As Thanksgiving leftovers become a memory, preparation for Christmas will occupy considerable attention through the winter holiday season. For those that enjoy staying faithful to tradition, that may include picking out a harvested evergreen tree to provide an indoor focus for gatherings and celebration.
More than a few vendors have sought to draw attention to their merchandise with advertisements and banners announcing the availability of “live trees.” I appreciate the effort to promote the freshness of the product they have for sale, but any tree separated from its root system is, at the very best, a “dying tree.” The below ground portion of plants, including trees, is out of sight, but is essential to the health of the plant. For many plants, particularly those that live for more than one growing season, the quantity of tissue below ground is as great as or greater than what is above the soil surface. Harvesting a tree for holiday display and removing the root system interrupts the water supply.
The challenge for homeowners is to prolong the duration of a green appearance for the “dying” tree. Following these recommendations from University of Georgia Cooperative Extension may help.
While the elements of the perfect tree are different for everyone, there are several important things to consider when choosing a live tree, according to Lucy Ray, Morgan County University of Georgia Cooperative Extension coordinator.
First, tree buyers should decide where the tree will be in the home.
“Tree buyers need to determine where in their house the tree will be displayed, so they can determine what size of tree they will need,” said Ray, whose home county grows approximately 200 acres of Christmas trees.
Christmas tree buyers should make sure to choose a fresh tree that will last throughout the Christmas season. According to Ray, tree freshness can be determined by either running a hand over the needles or shaking the tree.
“If you grasp the branch of the tree and run your hand over the needles or shake the tree and several needles fall out, it likely is not fresh,” she said.

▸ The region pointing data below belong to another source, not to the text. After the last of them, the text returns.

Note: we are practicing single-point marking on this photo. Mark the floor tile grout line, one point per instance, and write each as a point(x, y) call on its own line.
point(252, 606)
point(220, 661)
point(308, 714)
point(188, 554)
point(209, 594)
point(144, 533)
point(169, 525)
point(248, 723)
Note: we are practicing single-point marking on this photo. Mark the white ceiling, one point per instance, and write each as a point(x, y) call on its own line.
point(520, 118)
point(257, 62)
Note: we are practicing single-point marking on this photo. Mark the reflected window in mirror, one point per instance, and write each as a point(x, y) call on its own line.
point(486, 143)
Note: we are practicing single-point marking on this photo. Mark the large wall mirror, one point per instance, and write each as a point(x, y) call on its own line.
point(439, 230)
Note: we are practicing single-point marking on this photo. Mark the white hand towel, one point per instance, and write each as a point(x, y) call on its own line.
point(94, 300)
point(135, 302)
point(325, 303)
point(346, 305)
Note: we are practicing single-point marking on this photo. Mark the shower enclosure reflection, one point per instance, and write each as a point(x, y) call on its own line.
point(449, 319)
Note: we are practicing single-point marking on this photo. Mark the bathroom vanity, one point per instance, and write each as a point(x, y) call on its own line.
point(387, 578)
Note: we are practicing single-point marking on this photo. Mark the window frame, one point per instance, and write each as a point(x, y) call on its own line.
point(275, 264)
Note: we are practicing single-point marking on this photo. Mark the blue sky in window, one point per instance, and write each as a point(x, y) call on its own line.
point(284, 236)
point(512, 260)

Freshness is an important factor in all Christmas tree varieties. Seven varieties of Christmas trees are grown in Georgia: white pine, Virginia pine, red cedar, Arizona cypress, Leyland cypress, Canadian hemlock and Carolina hemlock.

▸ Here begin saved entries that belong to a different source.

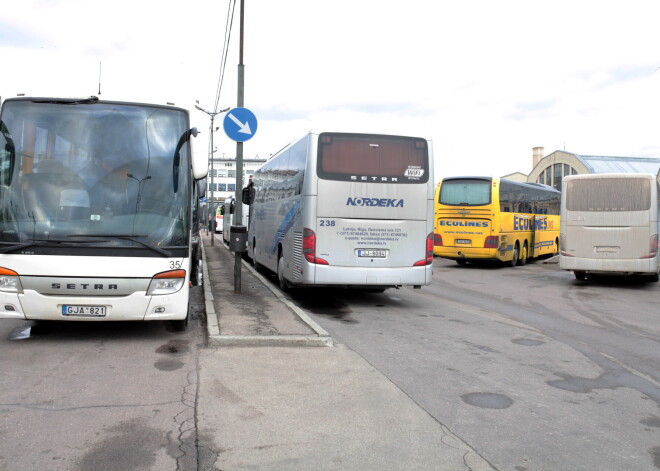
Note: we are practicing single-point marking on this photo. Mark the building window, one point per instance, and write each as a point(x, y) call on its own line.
point(556, 173)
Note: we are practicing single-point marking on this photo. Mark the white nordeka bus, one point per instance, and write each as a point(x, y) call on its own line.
point(96, 210)
point(609, 224)
point(340, 209)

No matter which variety of tree a buyer chooses, they all require the same type of care.
One factor in tree management is determining whether a tree’s trunk needs to be trimmed after it is purchased from a Christmas tree farm.
“If the tree has been cut within eight hours of the time the person would pick it out, the tree’s trunk will not need to be cut anymore,” Ray said.
It is also important to keep the tree’s water level balanced. A tree will likely require more water when it is first displayed in the home. But, as with any plant, it is important not to apply too much water.
Another approach to determine a tree’s “freshness” is to hold a branch about 6 inches from the top of the tree between your fingers. Very few needles should come off as you slip your fingers along the branch if the tree is fresh. Some trees retain needles better than others. A fir or spruce is likely to lose needles more rapidly than a Leyland cypress.
When the tree arrives at your home, care should be taken to keep it green as long as desired. The “circulation system” of the tree will take up water, if it is intact. That requires that the bottom surface of the stump be exposed and not sealed with sap. Making a fresh cut at least a quarter inch above the original cut will ensure that the tree can absorb water from the tree stand. Allow the tree to sit in a bucket of water, in a shady location outdoors, if it will not be decorated immediately.
Once in the tree stand provide a gallon of water the first day and between a quart and a gallon the second day. No special products need to be added to the water. Check the tree stand frequently, particularly during the first week, to ensure that it does not dry out. If a tree runs out of water, it may seal the stump and the base may need to be cut again to open it for water uptake — a precarious task if decoration has been completed. Trees should be placed away from heat sources and rapidly circulating air to reduce moisture loss.